Differently, [59] offer a practical approach for classroom evaluation and improvement of teaching methods in order to achieve intelligent education, as well as provide a DL-based intelligent recognition technology for facial expressions. This model for facial expression recognition of the students in the classroom approaches the problems of instability in the process of such recognition, high parameter redundancy in traditional CNN, long training time and slow convergence prone to over fitting, proposing a hybrid attention mechanism in the deep neural network model before feature fusion to extract features with better representational ability, improving the prediction performance of deep neural networks and improving the interpretability of the model, modifying the block convolutional attention module with direct access connections by increasing the network depth of the attention module, and obtaining an improved hybrid attention mechanism that allows it to learn the important information between spatial regions and feature channels efficiently.
In reference to last research query, the question number 3, and in relation to the literature researched, not much information has been found; there is still a long way to go for implementing the theory into the schools practice.
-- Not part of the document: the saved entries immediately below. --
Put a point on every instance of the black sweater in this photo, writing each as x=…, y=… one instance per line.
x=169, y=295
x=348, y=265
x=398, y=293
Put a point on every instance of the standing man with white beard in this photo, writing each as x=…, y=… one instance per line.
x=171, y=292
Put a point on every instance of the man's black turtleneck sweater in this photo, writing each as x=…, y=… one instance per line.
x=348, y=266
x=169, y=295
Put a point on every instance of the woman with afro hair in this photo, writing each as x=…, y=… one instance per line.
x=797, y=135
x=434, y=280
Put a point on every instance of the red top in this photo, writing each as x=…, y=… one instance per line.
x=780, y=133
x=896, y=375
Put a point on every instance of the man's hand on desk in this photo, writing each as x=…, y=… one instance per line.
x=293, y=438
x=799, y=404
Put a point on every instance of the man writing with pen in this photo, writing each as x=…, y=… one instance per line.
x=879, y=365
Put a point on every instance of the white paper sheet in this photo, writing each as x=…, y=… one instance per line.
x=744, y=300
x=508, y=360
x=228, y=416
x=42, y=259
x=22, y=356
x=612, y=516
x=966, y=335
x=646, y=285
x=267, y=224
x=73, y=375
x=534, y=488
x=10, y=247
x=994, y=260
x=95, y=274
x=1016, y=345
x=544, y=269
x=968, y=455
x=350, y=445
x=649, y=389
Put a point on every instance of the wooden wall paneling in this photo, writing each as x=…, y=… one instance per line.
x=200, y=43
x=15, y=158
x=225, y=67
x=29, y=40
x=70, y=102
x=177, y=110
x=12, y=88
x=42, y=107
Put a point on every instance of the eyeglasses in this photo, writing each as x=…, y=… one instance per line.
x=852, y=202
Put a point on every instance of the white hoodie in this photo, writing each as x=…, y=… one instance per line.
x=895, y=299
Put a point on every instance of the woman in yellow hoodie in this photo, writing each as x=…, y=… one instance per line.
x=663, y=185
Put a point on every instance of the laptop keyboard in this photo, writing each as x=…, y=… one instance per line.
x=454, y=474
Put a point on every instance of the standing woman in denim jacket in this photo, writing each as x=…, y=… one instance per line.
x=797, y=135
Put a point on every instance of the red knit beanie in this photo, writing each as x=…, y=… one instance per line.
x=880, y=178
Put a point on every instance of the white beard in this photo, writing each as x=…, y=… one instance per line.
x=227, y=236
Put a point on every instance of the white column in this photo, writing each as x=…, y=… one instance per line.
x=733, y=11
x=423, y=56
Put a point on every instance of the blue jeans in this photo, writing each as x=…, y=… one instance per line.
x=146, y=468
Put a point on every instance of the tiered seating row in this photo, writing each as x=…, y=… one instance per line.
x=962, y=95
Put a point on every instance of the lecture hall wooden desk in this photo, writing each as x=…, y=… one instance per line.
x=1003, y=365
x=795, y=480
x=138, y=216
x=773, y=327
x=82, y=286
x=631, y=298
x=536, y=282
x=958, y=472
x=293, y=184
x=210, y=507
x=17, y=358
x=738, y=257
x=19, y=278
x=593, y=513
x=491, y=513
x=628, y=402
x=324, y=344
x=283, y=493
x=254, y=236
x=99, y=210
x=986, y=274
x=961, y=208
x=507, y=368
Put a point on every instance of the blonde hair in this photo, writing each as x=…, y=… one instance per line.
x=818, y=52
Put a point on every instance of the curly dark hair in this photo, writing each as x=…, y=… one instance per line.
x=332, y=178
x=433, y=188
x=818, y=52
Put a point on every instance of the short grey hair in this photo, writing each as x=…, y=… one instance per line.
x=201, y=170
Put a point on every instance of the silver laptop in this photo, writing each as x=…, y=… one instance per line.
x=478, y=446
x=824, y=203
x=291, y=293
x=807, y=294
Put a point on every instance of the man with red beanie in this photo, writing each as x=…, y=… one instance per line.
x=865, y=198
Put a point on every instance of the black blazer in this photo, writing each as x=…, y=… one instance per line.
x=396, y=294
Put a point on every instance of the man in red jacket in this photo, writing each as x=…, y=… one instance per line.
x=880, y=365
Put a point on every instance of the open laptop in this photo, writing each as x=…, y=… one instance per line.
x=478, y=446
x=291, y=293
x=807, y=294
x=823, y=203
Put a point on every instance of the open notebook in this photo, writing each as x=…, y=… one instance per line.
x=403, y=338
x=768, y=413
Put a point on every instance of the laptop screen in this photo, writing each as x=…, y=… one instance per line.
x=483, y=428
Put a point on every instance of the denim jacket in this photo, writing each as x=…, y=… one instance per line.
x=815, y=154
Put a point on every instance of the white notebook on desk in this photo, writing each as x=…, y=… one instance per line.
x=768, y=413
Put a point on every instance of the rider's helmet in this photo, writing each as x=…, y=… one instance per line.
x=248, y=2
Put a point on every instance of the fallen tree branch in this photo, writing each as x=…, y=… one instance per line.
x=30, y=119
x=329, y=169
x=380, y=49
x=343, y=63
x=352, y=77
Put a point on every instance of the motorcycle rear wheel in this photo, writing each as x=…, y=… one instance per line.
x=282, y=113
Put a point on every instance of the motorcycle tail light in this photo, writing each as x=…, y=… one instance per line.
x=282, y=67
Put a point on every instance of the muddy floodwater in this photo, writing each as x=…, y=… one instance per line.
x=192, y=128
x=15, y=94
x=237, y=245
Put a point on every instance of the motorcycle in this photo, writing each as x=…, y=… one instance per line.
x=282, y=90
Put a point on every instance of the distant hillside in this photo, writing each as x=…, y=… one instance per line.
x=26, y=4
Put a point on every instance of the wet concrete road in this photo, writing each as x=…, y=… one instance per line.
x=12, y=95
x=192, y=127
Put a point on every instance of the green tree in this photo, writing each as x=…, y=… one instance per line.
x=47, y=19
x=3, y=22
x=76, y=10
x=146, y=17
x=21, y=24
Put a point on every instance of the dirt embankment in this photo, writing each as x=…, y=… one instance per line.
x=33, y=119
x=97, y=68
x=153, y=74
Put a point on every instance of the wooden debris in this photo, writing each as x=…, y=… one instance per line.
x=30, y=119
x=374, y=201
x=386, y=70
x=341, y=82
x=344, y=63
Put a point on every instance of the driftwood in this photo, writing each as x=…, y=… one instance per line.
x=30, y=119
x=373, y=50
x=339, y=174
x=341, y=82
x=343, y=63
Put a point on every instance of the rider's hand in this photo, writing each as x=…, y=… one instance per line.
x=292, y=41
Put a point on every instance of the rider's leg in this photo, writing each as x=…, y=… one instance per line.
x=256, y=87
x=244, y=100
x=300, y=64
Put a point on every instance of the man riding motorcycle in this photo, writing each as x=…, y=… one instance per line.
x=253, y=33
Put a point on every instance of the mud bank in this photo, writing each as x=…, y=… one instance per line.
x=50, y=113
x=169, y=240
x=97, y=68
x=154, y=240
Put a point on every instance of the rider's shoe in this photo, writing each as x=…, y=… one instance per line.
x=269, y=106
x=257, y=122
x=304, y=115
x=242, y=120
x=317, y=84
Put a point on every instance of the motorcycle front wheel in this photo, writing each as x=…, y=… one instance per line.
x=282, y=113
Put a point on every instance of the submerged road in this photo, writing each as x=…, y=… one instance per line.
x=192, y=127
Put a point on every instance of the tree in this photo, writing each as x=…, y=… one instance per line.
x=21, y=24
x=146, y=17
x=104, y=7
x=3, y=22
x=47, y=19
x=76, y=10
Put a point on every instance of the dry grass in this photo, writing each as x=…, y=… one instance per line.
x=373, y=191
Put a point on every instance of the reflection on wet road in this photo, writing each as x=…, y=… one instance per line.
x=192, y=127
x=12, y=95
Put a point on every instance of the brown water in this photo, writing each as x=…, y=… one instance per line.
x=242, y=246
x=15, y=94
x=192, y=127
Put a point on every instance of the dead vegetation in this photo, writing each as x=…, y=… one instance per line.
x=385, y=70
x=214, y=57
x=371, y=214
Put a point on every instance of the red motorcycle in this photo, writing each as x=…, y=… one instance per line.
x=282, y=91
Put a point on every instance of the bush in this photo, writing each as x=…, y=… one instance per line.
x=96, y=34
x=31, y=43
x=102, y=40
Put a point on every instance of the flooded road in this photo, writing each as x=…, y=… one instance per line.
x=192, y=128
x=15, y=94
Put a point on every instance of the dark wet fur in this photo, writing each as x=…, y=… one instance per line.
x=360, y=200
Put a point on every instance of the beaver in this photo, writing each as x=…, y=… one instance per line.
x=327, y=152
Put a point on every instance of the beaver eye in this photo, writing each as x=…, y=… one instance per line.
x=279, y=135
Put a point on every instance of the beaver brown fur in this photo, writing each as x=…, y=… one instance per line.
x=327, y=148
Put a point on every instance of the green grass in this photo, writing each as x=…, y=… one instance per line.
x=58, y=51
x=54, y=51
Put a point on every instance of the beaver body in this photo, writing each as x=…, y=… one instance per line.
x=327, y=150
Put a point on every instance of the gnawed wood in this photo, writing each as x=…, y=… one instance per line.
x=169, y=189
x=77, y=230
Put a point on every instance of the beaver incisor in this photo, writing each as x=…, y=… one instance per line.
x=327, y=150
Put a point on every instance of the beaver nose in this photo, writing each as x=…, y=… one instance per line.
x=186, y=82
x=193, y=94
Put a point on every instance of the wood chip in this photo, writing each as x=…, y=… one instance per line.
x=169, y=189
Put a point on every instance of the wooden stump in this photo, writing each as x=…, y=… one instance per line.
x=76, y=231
However, about how teachers obtain ER information, it can be said that the results on [cui54] show that test ER model monitors each students’ emotional states in real-time during business English lessons; upon detecting frustration or boredom, the ML will timely switch to the contents that are easier to learn or more interesting to the learner, keeping the student active in learning.
It can also point out that time and effort spent on tasks can be minimized with a well-designed interface [7], increasing the teacher's efficiency. Therefore, thanks to the interface [41], real-time detection of these activities allows the teacher to be aware of the students' attention and thus adjust the lesson to attract their interest.
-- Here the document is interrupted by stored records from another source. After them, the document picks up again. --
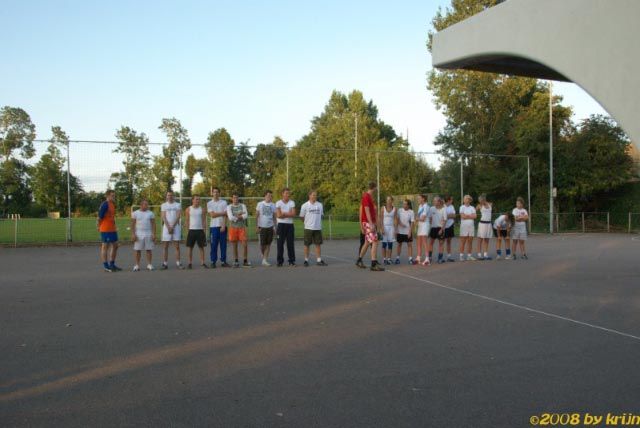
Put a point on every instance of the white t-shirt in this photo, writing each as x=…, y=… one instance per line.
x=143, y=222
x=388, y=216
x=519, y=212
x=266, y=211
x=219, y=206
x=312, y=214
x=405, y=219
x=171, y=210
x=450, y=209
x=285, y=208
x=195, y=218
x=467, y=210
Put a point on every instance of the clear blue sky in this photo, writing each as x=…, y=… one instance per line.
x=257, y=68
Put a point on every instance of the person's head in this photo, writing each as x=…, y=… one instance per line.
x=286, y=194
x=215, y=193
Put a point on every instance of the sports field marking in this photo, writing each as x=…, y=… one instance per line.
x=504, y=302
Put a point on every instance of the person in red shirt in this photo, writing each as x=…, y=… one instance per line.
x=368, y=221
x=108, y=232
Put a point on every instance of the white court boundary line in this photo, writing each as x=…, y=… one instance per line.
x=513, y=305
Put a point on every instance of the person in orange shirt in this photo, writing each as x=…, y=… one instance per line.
x=108, y=232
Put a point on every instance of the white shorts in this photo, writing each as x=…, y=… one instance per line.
x=389, y=234
x=423, y=228
x=467, y=230
x=176, y=236
x=143, y=243
x=519, y=232
x=485, y=230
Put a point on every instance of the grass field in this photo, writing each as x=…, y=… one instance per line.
x=48, y=231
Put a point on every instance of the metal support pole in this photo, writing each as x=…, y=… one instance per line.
x=69, y=231
x=529, y=191
x=550, y=157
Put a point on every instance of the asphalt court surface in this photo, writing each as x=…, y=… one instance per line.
x=461, y=344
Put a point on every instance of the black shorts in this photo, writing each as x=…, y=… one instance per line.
x=503, y=233
x=266, y=235
x=196, y=237
x=403, y=238
x=435, y=233
x=312, y=237
x=449, y=232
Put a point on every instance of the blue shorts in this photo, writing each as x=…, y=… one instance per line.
x=109, y=237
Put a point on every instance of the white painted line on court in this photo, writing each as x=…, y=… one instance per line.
x=514, y=305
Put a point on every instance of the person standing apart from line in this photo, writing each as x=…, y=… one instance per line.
x=217, y=209
x=502, y=231
x=368, y=221
x=311, y=213
x=238, y=214
x=143, y=234
x=468, y=215
x=285, y=212
x=423, y=230
x=196, y=218
x=406, y=218
x=108, y=232
x=171, y=229
x=265, y=224
x=389, y=227
x=449, y=226
x=519, y=232
x=485, y=231
x=437, y=218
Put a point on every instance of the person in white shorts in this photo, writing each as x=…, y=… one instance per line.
x=389, y=225
x=171, y=229
x=423, y=230
x=468, y=215
x=406, y=219
x=485, y=230
x=143, y=234
x=519, y=231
3.3. Ethical and Privacy Issues

There are learners who are opposed to sharing information on privacy grounds, and feel that if their privacy is compromised it may have a negative impact on their learning [60]. For this reason, issues of learner privacy need to be addressed when we engage in public knowledge sharing in a learning environment. Although some researchers have already discussed the moral tensions and ethical dilemmas in privacy-related issues [61], there are still questions related to the boundaries of privacy and public knowledge sharing remain to be resolved.
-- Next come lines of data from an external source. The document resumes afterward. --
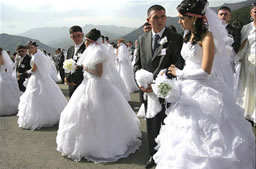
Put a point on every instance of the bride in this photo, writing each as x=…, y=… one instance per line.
x=9, y=90
x=42, y=102
x=204, y=128
x=98, y=123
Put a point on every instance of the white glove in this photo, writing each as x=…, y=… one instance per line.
x=195, y=74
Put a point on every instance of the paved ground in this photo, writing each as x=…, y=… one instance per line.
x=25, y=149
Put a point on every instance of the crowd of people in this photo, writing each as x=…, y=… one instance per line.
x=207, y=123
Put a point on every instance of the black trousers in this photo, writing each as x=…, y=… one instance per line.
x=62, y=73
x=71, y=89
x=153, y=128
x=21, y=86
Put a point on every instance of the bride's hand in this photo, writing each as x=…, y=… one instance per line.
x=146, y=90
x=85, y=68
x=172, y=70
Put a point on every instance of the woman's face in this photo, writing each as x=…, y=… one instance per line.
x=186, y=22
x=32, y=49
x=87, y=43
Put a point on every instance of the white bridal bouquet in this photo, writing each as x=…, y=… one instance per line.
x=144, y=78
x=69, y=66
x=165, y=88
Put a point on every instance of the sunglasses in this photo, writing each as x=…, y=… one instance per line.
x=19, y=51
x=76, y=36
x=225, y=14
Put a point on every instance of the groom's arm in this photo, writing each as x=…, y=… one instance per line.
x=137, y=65
x=178, y=59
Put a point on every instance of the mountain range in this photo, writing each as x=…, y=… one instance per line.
x=10, y=42
x=59, y=36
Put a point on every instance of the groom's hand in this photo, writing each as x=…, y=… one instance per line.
x=146, y=90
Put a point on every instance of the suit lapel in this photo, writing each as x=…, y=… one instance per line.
x=157, y=51
x=148, y=45
x=160, y=47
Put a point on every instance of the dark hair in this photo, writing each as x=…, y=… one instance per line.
x=194, y=7
x=253, y=5
x=155, y=8
x=94, y=34
x=146, y=24
x=172, y=28
x=20, y=47
x=224, y=8
x=32, y=43
x=75, y=29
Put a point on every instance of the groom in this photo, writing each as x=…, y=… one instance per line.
x=73, y=80
x=154, y=57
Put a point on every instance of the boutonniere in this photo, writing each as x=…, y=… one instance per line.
x=163, y=41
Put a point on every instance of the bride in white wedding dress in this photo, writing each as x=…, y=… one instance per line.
x=98, y=123
x=204, y=129
x=42, y=102
x=9, y=89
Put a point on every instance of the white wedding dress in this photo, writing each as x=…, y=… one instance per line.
x=9, y=90
x=125, y=69
x=43, y=101
x=98, y=123
x=247, y=81
x=204, y=129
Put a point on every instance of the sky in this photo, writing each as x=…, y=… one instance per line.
x=18, y=16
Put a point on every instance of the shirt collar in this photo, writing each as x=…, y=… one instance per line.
x=79, y=45
x=159, y=33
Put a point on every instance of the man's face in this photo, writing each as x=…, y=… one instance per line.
x=77, y=37
x=253, y=13
x=157, y=19
x=224, y=15
x=22, y=52
x=147, y=28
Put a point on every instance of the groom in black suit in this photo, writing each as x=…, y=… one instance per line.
x=73, y=80
x=154, y=54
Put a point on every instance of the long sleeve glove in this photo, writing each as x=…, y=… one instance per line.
x=195, y=74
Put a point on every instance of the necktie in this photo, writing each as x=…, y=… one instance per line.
x=155, y=42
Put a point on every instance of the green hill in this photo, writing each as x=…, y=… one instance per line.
x=10, y=42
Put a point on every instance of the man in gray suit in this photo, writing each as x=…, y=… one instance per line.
x=73, y=80
x=154, y=57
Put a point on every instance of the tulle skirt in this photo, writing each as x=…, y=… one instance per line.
x=98, y=124
x=41, y=104
x=9, y=94
x=205, y=129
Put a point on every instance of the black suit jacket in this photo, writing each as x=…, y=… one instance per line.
x=60, y=59
x=23, y=66
x=154, y=62
x=236, y=33
x=77, y=76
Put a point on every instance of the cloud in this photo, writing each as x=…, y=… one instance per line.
x=18, y=16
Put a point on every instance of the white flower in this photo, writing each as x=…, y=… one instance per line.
x=143, y=78
x=69, y=66
x=166, y=88
x=163, y=41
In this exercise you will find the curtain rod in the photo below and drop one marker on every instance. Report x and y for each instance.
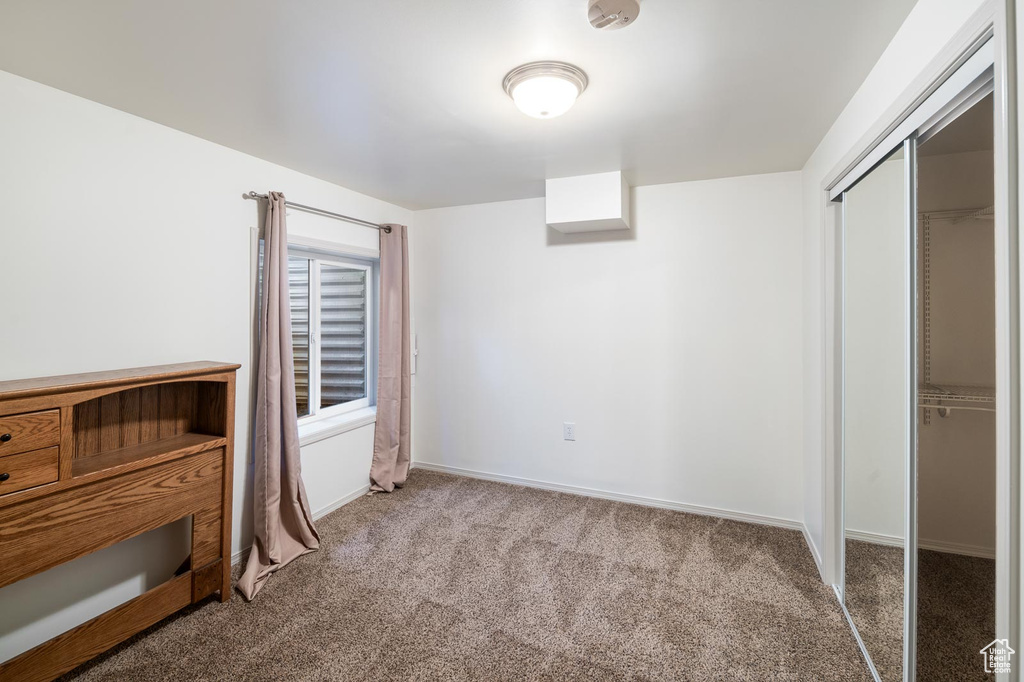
(315, 211)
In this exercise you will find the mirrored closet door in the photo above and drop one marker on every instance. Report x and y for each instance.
(878, 424)
(918, 432)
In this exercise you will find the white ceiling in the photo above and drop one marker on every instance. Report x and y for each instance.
(402, 99)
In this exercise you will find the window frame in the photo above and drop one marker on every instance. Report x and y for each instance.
(338, 258)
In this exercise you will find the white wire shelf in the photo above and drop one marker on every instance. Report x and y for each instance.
(950, 396)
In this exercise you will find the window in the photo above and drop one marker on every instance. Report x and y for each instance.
(333, 331)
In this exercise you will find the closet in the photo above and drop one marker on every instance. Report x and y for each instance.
(956, 397)
(918, 278)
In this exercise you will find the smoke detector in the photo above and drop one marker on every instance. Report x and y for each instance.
(611, 14)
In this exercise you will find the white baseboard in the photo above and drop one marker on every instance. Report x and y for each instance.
(616, 497)
(338, 504)
(243, 554)
(933, 545)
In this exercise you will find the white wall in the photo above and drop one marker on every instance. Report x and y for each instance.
(675, 347)
(126, 244)
(929, 27)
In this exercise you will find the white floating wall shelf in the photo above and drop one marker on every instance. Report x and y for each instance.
(588, 203)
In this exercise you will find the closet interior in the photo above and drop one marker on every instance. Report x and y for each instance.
(919, 399)
(956, 397)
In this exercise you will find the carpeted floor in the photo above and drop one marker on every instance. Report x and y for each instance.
(955, 610)
(875, 599)
(456, 579)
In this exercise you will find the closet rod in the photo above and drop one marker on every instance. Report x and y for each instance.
(315, 211)
(954, 407)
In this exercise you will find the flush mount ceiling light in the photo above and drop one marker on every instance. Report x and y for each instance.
(545, 89)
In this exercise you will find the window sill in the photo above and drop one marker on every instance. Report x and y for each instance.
(320, 429)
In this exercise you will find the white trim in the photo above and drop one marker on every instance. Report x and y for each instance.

A secure learning environment is protected by ensuring the privacy of learners [62]. In these learning environments, students can be identified by numbers rather than being represented by name; thus, privacy issues related to society and psychology are solved by focusing on learners' products, not their names. In addition, educational institutions must provide security to protect students’ personal information [63]. As teachers may inform students of the benefits of openly sharing comments, ideas, and critiques in learning environments, when they are in class and registered by an ER, teachers should inform students of the benefits they will receive and the contributions they will make by sharing their work publicly, as well as options for keeping their identity private when they feel uncomfortable sharing their data publicly [60]. When students recognize the value of knowledge, they contribute more in a learning environment and are less likely to resist sharing it publicly [62].
It must be said, Europe's digital future is being shaped. The use of AI in the EU will be regulated by the AI Act, the first-ever legal framework on AI, which will address the risks of AI and puts Europe in a world-leading position in this regard [64].
Meanwhile, the research protocol must be submitted for consideration, comment, guidance and approval by the relevant research ethics committee before initiating the study [65].

4. Discussion

In recent years, the field of ER has developed several methods based on simple or multimodal approaches to effectively identify students’ emotional states, thanks to the interest of numerous researchers. The ER of students is of great relevance, especially to achieve an improvement in learning processes.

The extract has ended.